Le chant des oiseaux est porteur d’allégresse et de joie de vivre. C’est ainsi du moins que nous interprétons la nature, que notre interprétation soit ou non conforme à ses intentions. Mais cet intérêt qu’ici nous prenons à la beauté exige absolument qu’il s’agisse d’une beauté de la nature et il disparaît entièrement dès que l’on remarque qu’on a été trompé, et que c’était seulement de l’art; au point que le goût n’y trouve plus rien de beau et la vue rien d’attrayant. Quoi de plus apprécié des poètes que le trille enchanteur du rossignol, lancé d’un bosquet solitaire, par une calme soirée d’été, sous un doux clair de lune? Mais on connaît des exemples de ce que, lorsqu’on n’a pu trouver un tel chanteur, quelque hôte malicieux a su tromper pour leur plus grande satisfaction d’ailleurs, les invités venus chez lui jouir de l’air de la campagne, en dissimulant dans un buisson un jeune espiègle qui sache imiter avec une apparence de parfait naturel ces trilles (en sifflant dans un jonc ou un roseau). Mais dès que l’on est persuadé de la supercherie, personne ne supportera longtemps d’écouter ce chant auparavant si attrayant; et il en va de même avec tout autre oiseau chanteur.
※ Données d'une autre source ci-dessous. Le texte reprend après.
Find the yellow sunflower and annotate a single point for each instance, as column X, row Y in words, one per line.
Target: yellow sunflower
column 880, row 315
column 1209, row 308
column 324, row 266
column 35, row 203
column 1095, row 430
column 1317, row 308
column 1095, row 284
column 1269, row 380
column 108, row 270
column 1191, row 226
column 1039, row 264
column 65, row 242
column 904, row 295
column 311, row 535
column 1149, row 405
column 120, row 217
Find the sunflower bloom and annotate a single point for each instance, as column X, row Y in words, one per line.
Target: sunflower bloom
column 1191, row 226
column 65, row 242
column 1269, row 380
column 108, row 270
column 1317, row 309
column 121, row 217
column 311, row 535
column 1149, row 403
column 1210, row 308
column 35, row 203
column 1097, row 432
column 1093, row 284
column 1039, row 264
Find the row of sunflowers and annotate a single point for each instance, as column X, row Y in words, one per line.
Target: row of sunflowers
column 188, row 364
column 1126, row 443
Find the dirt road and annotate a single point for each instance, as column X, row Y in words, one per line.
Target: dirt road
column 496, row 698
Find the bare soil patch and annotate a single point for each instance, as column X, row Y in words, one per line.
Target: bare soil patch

Pour que nous puissions prendre un intérêt immédiat à ce qui est beau en tant que tel, il faut que cette beauté soit naturelle, ou qu’elle passe pour l’être à nos yeux; a fortiori lorsque nous nous autorisons à supposer que d’autres doivent y prendre intérêt.

Emmanuel Kant, Critique de la faculté de juger, Bibliothèque de la Pléiade, page 1083.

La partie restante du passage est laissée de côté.